I don't know about TR working without a chipset. This picture[1] suggests the X399 part isn't absolutely essential, but I don't know if there are other considerations that make it essential.

Anandtech says[2]:

> Unlike Ryzen, the base processor is not a true SoC as the term has evolved over the years. In order to get the compliment of SATA and USB ports, each Threadripper CPU needs to be paired with an X399 chipset. So aside from the CPU PCIe lanes, the 'new' X399 chipset also gets some IO to play with.

So, maybe? If you are willing to forgo all the chipset-attached IO, and most PCIe lanes. That could be useful for a niche workflow or maybe a small form-factor desktop workstation that just needs CPU compute.

[0]: https://en.wikichip.org/wiki/amd/ryzen_threadripper/1950x

[1]: https://en.wikichip.org/w/images/6/61/x399_platform.png

[2]: https://www.anandtech.com/show/11685/amd-threadripper-x399-m...


Thank you for full and informative reply!


This looks like a fun CPU for running Redis on.

At one instance per core, this ..... ok, I'm getting carried away, aren't I ?


Could an admin please fix the title?


AMD will have a kill on the market if they can price this 32 core chip around $1999.


The top end Threadripper 1 16c/32t was priced at $1k. I don't think this is going to be much more than that. $1499 max is my guess. (Disclaimer: I own AMD stock so I am optimistic)


That sounds right to me.
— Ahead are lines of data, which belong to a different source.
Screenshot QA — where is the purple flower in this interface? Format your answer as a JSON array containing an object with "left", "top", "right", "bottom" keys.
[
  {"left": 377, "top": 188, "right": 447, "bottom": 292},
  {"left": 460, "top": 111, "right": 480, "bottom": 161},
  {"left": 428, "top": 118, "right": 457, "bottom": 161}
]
At the beginning of the year I found a TR 9150 + a nice motherboard bundled together at a local shop out the door for around $900 before rebates. I'd be a little surprised if this part came in at more than $1500, and not at all surprised to see it available for around $1200 within a couple months.


$1499? too good to be true. ;)


Given that their 1-socket 32c EPYC part (7551P) for $2300, I'd guess it'll be cheaper than 2k unless they can show the two nodes (half the chip) lacking direct memory channel access won't have a problem being fed data.


Somebody told me that cpu prices are like flight prices and your best bet is to buy a bit old.

What is the best time to buy a CPU? After how many months does the biggest drop occur?


Check on https://camelcamelcamel.com/

There are big dips, buy not related to time since release. I guess it's more about when a new version comes out. Anyway - you can verify whether that happened or not from the chart.


If you are shopping for a bit of a CPU than newer models, make sure that the motherboard that fits your requirements is also available. Motherboards tend to get more expensive 2nd hand once they stop being manufactured, as opposed to CPUs.